In one clip verified by ABC News, a man smiles at the camera, standing amid dozens of charred vehicles and lifeless bodies. Satellite imagery from the same location shows the identical cluster of burned cars, in the form of a dark scar on the earth beside the newly constructed berm trapping El Fasher's civilians inside. Such is the scale of the violence that blood and piles of bodies are visible from space, according to experts at the Yale Humanitarian Research Lab. 

The IPC, the UN-backed, globally recognized monitor for food security, declared this week that famine had taken hold in El Fasher and surrounding areas. The effects are keenly felt in El Fasher, where at the field hospital run by Doctors Without Borders, women, children and the elderly have arrived suffering from "catastrophic levels of malnutrition." On a single day on Oct. 27, all of the 70 children under 5 years old at the hospital were acutely malnourished, according to MSF.

"Between Oct. 26 and Oct. 29, we received 396 injured people and treated over 700 new arrivals from El Fasher in a dedicated hospital emergency room," said Dr Livia Tampellini, MSF's deputy head of emergencies, said in a statement. "The main injuries of patients currently being treated at the hospital are gunshot wounds, fractures, and other injuries linked to beatings and torture. Some suffer from infected wounds or complications of surgical procedures already performed in El Fasher amid desperate conditions with virtually no access to medical supplies and drugs."

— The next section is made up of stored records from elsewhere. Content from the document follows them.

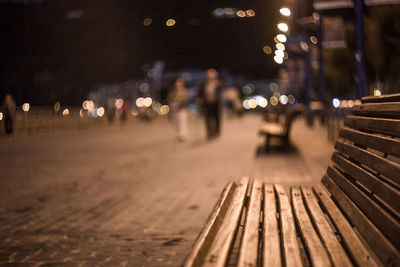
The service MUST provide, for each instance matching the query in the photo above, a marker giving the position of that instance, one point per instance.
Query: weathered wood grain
(271, 241)
(332, 244)
(355, 247)
(384, 191)
(207, 234)
(288, 231)
(313, 245)
(382, 247)
(386, 126)
(382, 98)
(248, 254)
(381, 219)
(391, 109)
(380, 143)
(219, 250)
(388, 168)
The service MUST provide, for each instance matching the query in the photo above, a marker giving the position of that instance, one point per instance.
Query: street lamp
(283, 27)
(285, 11)
(281, 38)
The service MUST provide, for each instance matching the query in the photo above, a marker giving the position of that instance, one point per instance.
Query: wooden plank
(248, 254)
(357, 250)
(389, 127)
(388, 168)
(387, 193)
(316, 251)
(391, 109)
(382, 220)
(290, 246)
(380, 143)
(271, 241)
(207, 234)
(218, 253)
(387, 252)
(383, 98)
(336, 252)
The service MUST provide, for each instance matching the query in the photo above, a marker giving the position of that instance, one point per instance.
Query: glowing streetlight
(281, 38)
(285, 11)
(278, 60)
(170, 22)
(279, 53)
(280, 46)
(283, 27)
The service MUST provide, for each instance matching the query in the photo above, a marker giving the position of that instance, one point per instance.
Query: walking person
(178, 98)
(209, 99)
(9, 114)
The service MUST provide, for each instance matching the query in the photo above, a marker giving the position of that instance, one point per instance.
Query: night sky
(53, 50)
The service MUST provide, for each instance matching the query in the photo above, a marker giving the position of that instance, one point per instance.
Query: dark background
(47, 56)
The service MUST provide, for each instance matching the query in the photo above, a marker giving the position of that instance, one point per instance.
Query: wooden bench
(351, 219)
(279, 127)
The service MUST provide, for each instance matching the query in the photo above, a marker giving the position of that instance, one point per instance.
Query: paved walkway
(133, 195)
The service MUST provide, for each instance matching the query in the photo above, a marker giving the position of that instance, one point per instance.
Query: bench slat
(378, 125)
(206, 235)
(271, 245)
(383, 221)
(384, 166)
(385, 109)
(358, 251)
(313, 244)
(336, 252)
(380, 143)
(383, 98)
(288, 231)
(219, 250)
(387, 193)
(376, 240)
(248, 254)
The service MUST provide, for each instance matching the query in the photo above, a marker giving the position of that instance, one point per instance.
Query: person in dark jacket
(209, 100)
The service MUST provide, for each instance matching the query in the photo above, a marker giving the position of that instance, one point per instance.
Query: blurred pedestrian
(111, 110)
(178, 99)
(209, 100)
(9, 113)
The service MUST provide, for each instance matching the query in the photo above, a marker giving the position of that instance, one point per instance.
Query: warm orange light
(283, 27)
(267, 50)
(170, 22)
(285, 11)
(250, 13)
(240, 14)
(147, 21)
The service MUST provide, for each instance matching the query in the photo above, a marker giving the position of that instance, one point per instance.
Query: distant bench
(279, 127)
(351, 218)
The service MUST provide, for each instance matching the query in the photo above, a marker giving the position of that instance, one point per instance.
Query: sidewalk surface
(133, 195)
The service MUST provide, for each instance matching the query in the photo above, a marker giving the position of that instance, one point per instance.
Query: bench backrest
(364, 177)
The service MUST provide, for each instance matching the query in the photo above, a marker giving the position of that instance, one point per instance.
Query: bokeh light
(335, 102)
(164, 109)
(250, 13)
(139, 102)
(285, 11)
(240, 14)
(147, 102)
(267, 50)
(147, 21)
(281, 38)
(170, 22)
(26, 107)
(283, 27)
(280, 46)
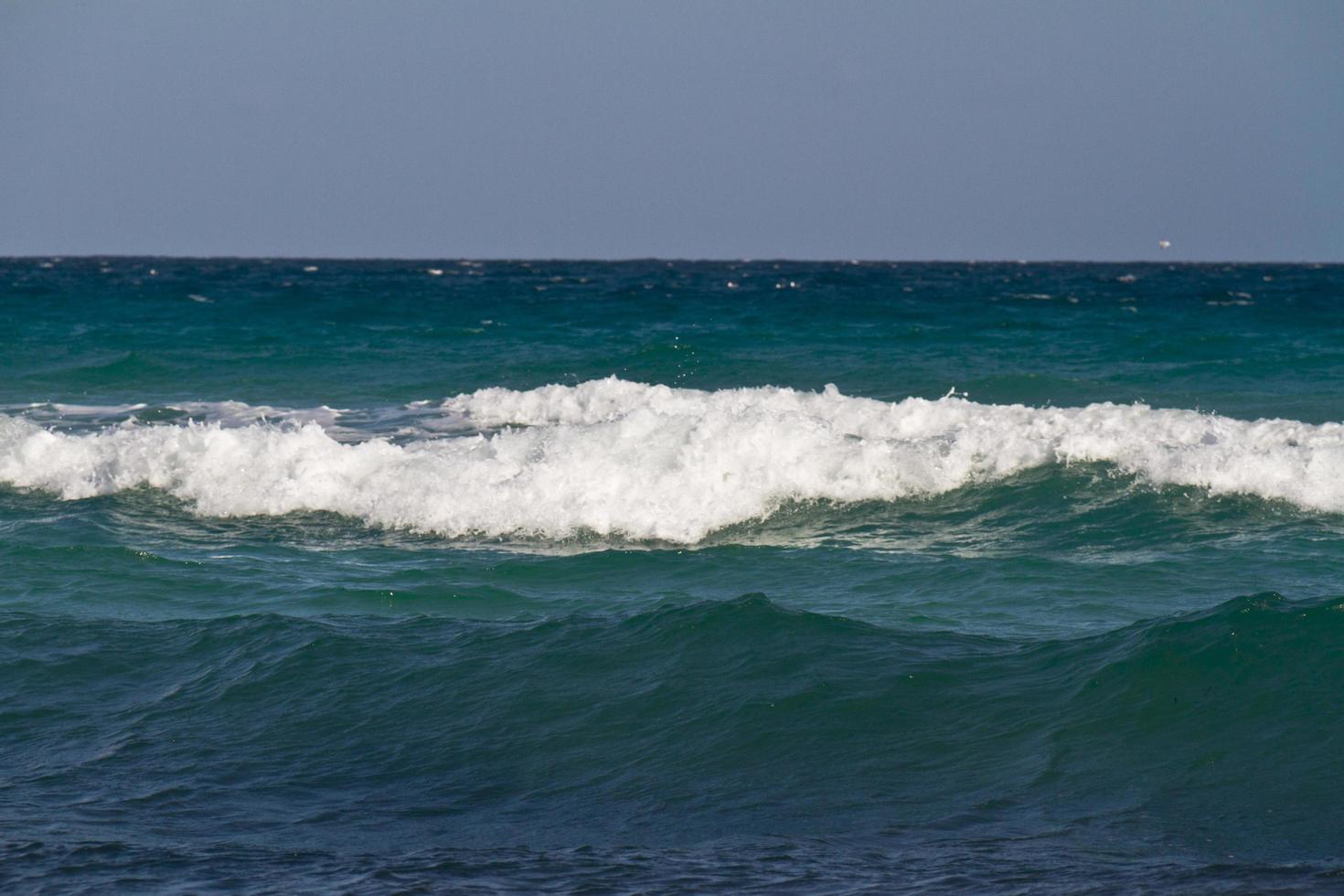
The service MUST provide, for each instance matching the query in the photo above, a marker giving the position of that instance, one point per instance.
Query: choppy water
(645, 575)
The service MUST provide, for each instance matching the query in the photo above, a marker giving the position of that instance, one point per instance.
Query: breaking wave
(631, 460)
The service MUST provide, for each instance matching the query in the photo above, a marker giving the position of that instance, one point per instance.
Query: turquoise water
(654, 575)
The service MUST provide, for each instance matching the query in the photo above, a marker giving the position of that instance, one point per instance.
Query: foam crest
(655, 463)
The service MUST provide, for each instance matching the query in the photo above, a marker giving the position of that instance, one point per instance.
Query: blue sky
(728, 129)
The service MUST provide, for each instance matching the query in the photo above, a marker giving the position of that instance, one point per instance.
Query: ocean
(651, 577)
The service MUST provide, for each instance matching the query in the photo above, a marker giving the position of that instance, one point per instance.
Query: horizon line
(517, 260)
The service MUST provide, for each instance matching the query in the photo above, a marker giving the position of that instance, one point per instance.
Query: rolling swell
(679, 727)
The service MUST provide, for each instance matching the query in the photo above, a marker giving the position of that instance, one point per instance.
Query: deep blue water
(663, 575)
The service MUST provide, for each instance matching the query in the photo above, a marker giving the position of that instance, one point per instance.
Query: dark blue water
(621, 577)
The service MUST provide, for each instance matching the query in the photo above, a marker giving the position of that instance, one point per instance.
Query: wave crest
(656, 463)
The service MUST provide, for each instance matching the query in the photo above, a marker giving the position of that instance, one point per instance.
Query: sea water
(375, 575)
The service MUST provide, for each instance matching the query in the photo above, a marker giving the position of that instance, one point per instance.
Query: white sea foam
(656, 463)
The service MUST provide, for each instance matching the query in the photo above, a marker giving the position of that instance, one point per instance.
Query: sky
(680, 129)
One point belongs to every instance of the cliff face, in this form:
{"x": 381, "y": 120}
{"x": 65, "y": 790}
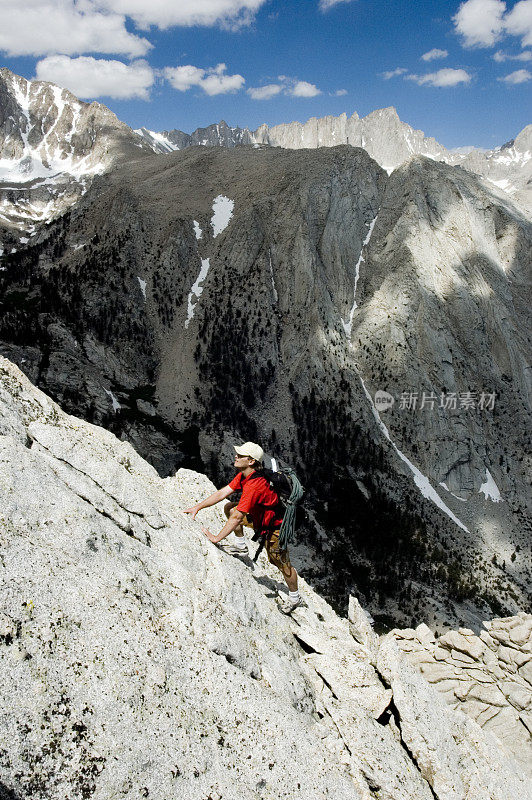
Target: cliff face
{"x": 51, "y": 145}
{"x": 137, "y": 659}
{"x": 269, "y": 294}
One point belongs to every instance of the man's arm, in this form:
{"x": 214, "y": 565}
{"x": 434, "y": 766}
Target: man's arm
{"x": 235, "y": 518}
{"x": 221, "y": 494}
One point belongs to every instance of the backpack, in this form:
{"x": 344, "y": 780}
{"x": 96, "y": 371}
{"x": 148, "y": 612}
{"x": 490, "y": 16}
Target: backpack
{"x": 287, "y": 487}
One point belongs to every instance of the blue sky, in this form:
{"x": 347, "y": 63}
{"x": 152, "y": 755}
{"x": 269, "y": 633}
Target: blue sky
{"x": 459, "y": 71}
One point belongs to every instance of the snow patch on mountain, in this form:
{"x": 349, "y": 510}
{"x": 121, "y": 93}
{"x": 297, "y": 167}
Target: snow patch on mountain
{"x": 489, "y": 489}
{"x": 116, "y": 404}
{"x": 222, "y": 212}
{"x": 421, "y": 481}
{"x": 196, "y": 291}
{"x": 348, "y": 324}
{"x": 142, "y": 286}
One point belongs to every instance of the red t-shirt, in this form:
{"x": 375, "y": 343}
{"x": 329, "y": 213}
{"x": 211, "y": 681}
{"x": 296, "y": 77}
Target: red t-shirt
{"x": 259, "y": 502}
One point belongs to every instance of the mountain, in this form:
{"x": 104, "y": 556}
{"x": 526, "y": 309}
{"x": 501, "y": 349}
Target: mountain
{"x": 219, "y": 135}
{"x": 383, "y": 135}
{"x": 211, "y": 295}
{"x": 139, "y": 660}
{"x": 51, "y": 147}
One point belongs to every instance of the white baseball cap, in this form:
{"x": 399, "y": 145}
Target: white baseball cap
{"x": 250, "y": 449}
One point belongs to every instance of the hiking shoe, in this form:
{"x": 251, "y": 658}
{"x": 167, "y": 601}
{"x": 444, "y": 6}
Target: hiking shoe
{"x": 290, "y": 605}
{"x": 235, "y": 549}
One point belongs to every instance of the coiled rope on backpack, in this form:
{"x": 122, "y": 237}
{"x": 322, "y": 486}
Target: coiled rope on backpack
{"x": 286, "y": 533}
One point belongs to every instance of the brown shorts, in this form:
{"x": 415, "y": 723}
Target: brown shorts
{"x": 276, "y": 556}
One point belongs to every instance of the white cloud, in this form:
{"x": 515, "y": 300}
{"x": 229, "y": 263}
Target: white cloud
{"x": 443, "y": 77}
{"x": 480, "y": 22}
{"x": 433, "y": 54}
{"x": 287, "y": 86}
{"x": 212, "y": 81}
{"x": 265, "y": 92}
{"x": 393, "y": 73}
{"x": 526, "y": 55}
{"x": 42, "y": 27}
{"x": 518, "y": 22}
{"x": 89, "y": 77}
{"x": 325, "y": 5}
{"x": 168, "y": 13}
{"x": 483, "y": 22}
{"x": 519, "y": 76}
{"x": 303, "y": 89}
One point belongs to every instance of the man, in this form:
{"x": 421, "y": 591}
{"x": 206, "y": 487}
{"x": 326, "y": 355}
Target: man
{"x": 258, "y": 504}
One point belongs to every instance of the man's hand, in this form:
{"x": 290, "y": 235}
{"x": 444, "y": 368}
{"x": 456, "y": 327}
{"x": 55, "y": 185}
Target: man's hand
{"x": 208, "y": 534}
{"x": 192, "y": 511}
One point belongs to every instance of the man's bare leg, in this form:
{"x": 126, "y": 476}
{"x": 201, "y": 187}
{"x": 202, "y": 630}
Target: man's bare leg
{"x": 227, "y": 510}
{"x": 291, "y": 579}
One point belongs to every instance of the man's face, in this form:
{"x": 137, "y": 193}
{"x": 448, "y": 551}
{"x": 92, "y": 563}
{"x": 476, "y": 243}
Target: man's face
{"x": 242, "y": 462}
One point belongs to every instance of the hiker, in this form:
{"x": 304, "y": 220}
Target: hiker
{"x": 260, "y": 508}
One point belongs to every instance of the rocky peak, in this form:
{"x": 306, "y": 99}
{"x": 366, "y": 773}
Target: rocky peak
{"x": 51, "y": 146}
{"x": 137, "y": 659}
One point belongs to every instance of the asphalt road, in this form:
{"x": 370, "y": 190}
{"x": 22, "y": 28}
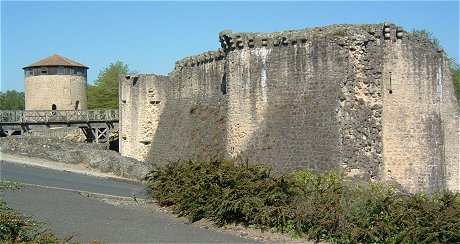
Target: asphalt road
{"x": 51, "y": 196}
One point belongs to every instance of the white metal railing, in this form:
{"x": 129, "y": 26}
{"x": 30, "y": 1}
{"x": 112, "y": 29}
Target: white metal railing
{"x": 56, "y": 116}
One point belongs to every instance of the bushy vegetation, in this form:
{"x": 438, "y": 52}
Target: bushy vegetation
{"x": 455, "y": 68}
{"x": 319, "y": 206}
{"x": 104, "y": 93}
{"x": 12, "y": 100}
{"x": 16, "y": 228}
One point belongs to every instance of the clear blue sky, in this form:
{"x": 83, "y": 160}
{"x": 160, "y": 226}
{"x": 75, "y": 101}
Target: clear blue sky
{"x": 151, "y": 36}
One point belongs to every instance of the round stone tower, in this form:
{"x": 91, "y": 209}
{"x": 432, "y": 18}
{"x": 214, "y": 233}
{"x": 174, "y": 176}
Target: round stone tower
{"x": 55, "y": 83}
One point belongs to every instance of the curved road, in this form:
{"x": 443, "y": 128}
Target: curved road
{"x": 52, "y": 196}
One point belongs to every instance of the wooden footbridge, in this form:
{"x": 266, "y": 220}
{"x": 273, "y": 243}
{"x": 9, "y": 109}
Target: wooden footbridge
{"x": 97, "y": 125}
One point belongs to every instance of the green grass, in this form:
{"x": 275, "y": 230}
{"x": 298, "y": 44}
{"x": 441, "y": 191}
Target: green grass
{"x": 319, "y": 206}
{"x": 17, "y": 228}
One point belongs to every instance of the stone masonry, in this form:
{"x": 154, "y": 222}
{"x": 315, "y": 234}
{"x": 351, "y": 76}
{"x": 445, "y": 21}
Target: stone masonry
{"x": 373, "y": 100}
{"x": 62, "y": 90}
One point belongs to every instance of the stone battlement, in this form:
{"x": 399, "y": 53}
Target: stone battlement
{"x": 230, "y": 40}
{"x": 336, "y": 97}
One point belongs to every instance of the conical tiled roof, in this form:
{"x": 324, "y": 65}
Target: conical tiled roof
{"x": 55, "y": 60}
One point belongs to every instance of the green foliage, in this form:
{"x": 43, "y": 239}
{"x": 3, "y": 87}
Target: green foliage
{"x": 428, "y": 36}
{"x": 104, "y": 93}
{"x": 455, "y": 69}
{"x": 11, "y": 100}
{"x": 319, "y": 206}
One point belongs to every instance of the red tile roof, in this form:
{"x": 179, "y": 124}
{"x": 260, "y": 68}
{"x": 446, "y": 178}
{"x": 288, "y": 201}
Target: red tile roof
{"x": 56, "y": 60}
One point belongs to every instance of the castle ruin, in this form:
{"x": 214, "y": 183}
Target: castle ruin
{"x": 55, "y": 83}
{"x": 373, "y": 100}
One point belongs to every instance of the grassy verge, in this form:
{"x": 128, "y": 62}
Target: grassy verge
{"x": 17, "y": 228}
{"x": 323, "y": 206}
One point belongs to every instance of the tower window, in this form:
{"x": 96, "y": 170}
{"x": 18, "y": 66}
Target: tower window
{"x": 61, "y": 70}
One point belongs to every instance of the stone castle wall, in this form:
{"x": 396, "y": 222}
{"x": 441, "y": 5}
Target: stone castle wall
{"x": 315, "y": 98}
{"x": 63, "y": 90}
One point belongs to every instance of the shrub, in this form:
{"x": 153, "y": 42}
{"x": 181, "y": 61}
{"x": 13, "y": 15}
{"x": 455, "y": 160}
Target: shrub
{"x": 320, "y": 206}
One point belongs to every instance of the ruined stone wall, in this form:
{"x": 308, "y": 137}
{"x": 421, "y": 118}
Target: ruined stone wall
{"x": 315, "y": 98}
{"x": 420, "y": 109}
{"x": 62, "y": 90}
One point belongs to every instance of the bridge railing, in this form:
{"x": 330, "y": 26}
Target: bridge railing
{"x": 61, "y": 116}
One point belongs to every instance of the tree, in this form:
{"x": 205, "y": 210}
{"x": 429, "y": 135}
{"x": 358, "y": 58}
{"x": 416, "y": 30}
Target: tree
{"x": 104, "y": 93}
{"x": 11, "y": 100}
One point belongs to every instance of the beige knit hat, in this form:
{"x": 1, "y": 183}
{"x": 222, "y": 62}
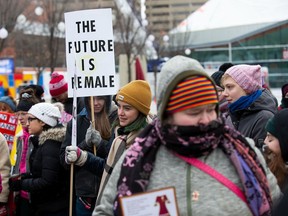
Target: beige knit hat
{"x": 137, "y": 93}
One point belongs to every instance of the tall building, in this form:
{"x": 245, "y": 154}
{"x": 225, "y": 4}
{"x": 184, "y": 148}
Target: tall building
{"x": 163, "y": 15}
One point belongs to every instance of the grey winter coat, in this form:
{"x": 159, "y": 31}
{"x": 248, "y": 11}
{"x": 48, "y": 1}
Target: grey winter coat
{"x": 251, "y": 121}
{"x": 214, "y": 198}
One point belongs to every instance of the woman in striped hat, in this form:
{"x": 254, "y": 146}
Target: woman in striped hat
{"x": 212, "y": 167}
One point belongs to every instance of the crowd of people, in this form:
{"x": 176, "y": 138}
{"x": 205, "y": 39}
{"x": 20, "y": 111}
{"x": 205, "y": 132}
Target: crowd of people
{"x": 220, "y": 142}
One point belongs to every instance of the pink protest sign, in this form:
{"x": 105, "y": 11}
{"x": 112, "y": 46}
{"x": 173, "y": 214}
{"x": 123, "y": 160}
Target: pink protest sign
{"x": 8, "y": 124}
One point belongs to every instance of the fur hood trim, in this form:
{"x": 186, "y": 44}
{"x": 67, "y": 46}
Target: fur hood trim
{"x": 57, "y": 134}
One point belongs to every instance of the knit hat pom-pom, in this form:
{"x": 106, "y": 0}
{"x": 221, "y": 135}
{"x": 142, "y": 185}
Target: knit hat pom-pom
{"x": 54, "y": 74}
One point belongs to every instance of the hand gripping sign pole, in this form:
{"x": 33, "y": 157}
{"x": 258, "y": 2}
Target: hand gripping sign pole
{"x": 74, "y": 141}
{"x": 89, "y": 51}
{"x": 92, "y": 118}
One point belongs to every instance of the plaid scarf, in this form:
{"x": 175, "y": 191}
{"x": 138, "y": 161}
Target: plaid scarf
{"x": 194, "y": 141}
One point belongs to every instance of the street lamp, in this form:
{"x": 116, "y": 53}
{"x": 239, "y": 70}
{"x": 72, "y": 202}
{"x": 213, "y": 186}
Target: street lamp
{"x": 187, "y": 51}
{"x": 38, "y": 11}
{"x": 154, "y": 52}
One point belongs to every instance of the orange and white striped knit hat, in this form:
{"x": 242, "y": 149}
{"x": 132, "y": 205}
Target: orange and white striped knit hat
{"x": 192, "y": 92}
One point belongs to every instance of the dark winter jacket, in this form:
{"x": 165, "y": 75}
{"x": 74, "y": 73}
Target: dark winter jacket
{"x": 86, "y": 182}
{"x": 48, "y": 185}
{"x": 252, "y": 120}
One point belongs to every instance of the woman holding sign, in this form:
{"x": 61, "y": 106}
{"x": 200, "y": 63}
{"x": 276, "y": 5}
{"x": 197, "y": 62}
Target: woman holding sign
{"x": 86, "y": 182}
{"x": 212, "y": 167}
{"x": 29, "y": 96}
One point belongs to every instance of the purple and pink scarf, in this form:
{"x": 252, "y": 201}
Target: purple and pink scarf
{"x": 194, "y": 141}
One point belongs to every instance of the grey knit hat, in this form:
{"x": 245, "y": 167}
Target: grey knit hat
{"x": 173, "y": 71}
{"x": 46, "y": 112}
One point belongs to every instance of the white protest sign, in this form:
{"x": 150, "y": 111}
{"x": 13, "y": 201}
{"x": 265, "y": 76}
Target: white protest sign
{"x": 90, "y": 45}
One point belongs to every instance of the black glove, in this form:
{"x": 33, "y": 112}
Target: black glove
{"x": 26, "y": 175}
{"x": 15, "y": 185}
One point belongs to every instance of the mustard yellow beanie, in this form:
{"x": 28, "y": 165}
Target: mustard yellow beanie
{"x": 137, "y": 93}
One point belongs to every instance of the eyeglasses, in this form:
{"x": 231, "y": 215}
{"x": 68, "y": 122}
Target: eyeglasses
{"x": 31, "y": 119}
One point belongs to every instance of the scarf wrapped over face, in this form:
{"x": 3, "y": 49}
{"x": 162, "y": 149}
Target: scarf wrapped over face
{"x": 194, "y": 141}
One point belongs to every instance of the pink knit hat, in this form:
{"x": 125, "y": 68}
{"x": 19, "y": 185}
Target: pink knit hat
{"x": 248, "y": 77}
{"x": 57, "y": 84}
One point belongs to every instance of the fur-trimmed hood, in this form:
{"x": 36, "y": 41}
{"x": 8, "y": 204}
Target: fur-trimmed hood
{"x": 57, "y": 134}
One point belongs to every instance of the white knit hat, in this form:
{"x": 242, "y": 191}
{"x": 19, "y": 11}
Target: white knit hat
{"x": 46, "y": 112}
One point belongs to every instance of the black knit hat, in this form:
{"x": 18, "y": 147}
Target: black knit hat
{"x": 217, "y": 77}
{"x": 278, "y": 127}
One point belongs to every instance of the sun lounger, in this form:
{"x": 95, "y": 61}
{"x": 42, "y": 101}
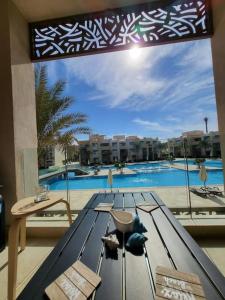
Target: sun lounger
{"x": 213, "y": 190}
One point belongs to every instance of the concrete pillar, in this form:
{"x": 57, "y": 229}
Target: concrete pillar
{"x": 218, "y": 54}
{"x": 18, "y": 137}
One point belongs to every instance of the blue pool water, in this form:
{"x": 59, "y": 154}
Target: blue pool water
{"x": 160, "y": 177}
{"x": 209, "y": 163}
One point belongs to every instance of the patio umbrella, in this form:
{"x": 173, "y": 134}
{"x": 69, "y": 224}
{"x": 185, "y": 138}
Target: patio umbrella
{"x": 110, "y": 179}
{"x": 203, "y": 174}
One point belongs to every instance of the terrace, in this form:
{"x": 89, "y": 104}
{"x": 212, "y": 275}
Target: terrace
{"x": 18, "y": 153}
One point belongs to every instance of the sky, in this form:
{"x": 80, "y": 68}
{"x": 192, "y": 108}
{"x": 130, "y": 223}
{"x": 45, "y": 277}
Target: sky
{"x": 159, "y": 91}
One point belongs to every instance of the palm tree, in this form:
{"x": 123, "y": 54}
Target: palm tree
{"x": 206, "y": 145}
{"x": 55, "y": 125}
{"x": 137, "y": 147}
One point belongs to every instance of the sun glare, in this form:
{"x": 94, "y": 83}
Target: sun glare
{"x": 135, "y": 53}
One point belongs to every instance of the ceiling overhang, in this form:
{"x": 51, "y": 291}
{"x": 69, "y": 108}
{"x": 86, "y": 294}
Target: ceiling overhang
{"x": 142, "y": 25}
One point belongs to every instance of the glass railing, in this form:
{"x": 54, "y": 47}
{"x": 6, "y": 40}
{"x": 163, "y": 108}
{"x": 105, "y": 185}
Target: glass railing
{"x": 178, "y": 182}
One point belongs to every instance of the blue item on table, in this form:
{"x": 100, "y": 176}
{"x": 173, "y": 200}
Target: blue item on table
{"x": 138, "y": 226}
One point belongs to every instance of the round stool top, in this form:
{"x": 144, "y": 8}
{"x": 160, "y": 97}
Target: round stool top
{"x": 27, "y": 206}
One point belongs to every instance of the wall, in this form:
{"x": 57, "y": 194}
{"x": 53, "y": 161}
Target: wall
{"x": 17, "y": 113}
{"x": 218, "y": 53}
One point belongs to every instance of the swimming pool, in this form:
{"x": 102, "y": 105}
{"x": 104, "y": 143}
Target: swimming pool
{"x": 164, "y": 177}
{"x": 208, "y": 162}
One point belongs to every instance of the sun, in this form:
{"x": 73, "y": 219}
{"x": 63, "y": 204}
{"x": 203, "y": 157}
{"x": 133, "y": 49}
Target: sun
{"x": 135, "y": 53}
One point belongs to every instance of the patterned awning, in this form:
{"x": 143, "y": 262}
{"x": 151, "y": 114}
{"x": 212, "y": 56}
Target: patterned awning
{"x": 150, "y": 24}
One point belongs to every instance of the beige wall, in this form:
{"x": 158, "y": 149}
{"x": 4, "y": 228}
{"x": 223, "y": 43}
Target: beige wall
{"x": 17, "y": 111}
{"x": 218, "y": 53}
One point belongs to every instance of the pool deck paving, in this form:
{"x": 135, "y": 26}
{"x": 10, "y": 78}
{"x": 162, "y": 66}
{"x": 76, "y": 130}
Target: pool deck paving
{"x": 183, "y": 167}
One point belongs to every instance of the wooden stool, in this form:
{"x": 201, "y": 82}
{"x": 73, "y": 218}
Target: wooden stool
{"x": 17, "y": 232}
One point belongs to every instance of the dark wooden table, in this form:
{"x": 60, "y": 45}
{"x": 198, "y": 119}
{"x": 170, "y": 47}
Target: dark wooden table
{"x": 127, "y": 275}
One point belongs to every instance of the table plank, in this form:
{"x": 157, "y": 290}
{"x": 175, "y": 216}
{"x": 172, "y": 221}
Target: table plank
{"x": 138, "y": 198}
{"x": 98, "y": 199}
{"x": 207, "y": 265}
{"x": 118, "y": 201}
{"x": 137, "y": 277}
{"x": 109, "y": 198}
{"x": 148, "y": 196}
{"x": 156, "y": 251}
{"x": 64, "y": 259}
{"x": 88, "y": 205}
{"x": 111, "y": 272}
{"x": 157, "y": 199}
{"x": 128, "y": 200}
{"x": 93, "y": 246}
{"x": 181, "y": 256}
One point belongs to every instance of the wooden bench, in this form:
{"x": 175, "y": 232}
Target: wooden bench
{"x": 127, "y": 275}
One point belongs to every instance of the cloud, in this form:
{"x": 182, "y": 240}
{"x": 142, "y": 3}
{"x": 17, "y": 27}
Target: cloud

Since the ruling coalition collapsed in 2023, almost two years after a military coup dissolved Sudan's power-sharing transitional government, the RSF has been engaged in a devastating civil war with the Sudanese military. In January, the U.S. Department of State said that both sides had committed war crimes, and concluded "that members of the RSF and allied militias have committed genocide in Sudan," citing the systematic murder of civilians, sexual violence and denial of lifesaving supplies to people caught in the conflict. 

The past two weeks in El Fashar represent another grim chapter in the spiralling crisis in Sudan, which the International Rescue Committee describes as "the largest humanitarian crisis ever recorded." 

There is hope in the form of U.S.-led proposal for a peace plan, involving a group of mediating countries known as the Quad -- Egypt, Saudi Arabia, the United Arab Emirates and the United States. On Thursday, the RSF announced it had agreed to a humanitarian truce brokered by the Quad.

A State Department spokesperson, while not confirming that a truce is formally in place just yet, said Thursday that the U.S. continues to engage directly with the warring sides and urges both to reach an agreement. But for now, the violence showed no signs of stopping -- and Saraf, of the NRC, said the world cannot forget about Sudan as the war-ravaged North African nation faces a scale of suffering beyond our comprehension.

"I think this crisis is both forgotten and is also being ignored," Saraf told ABC News. "And I think we cannot forget and we cannot ignore this crisis. We need to make sure that. We just don't talk about numbers. We're talking about millions of people. Every single number has a face, has a family, and has a life, and I think we need to respect it."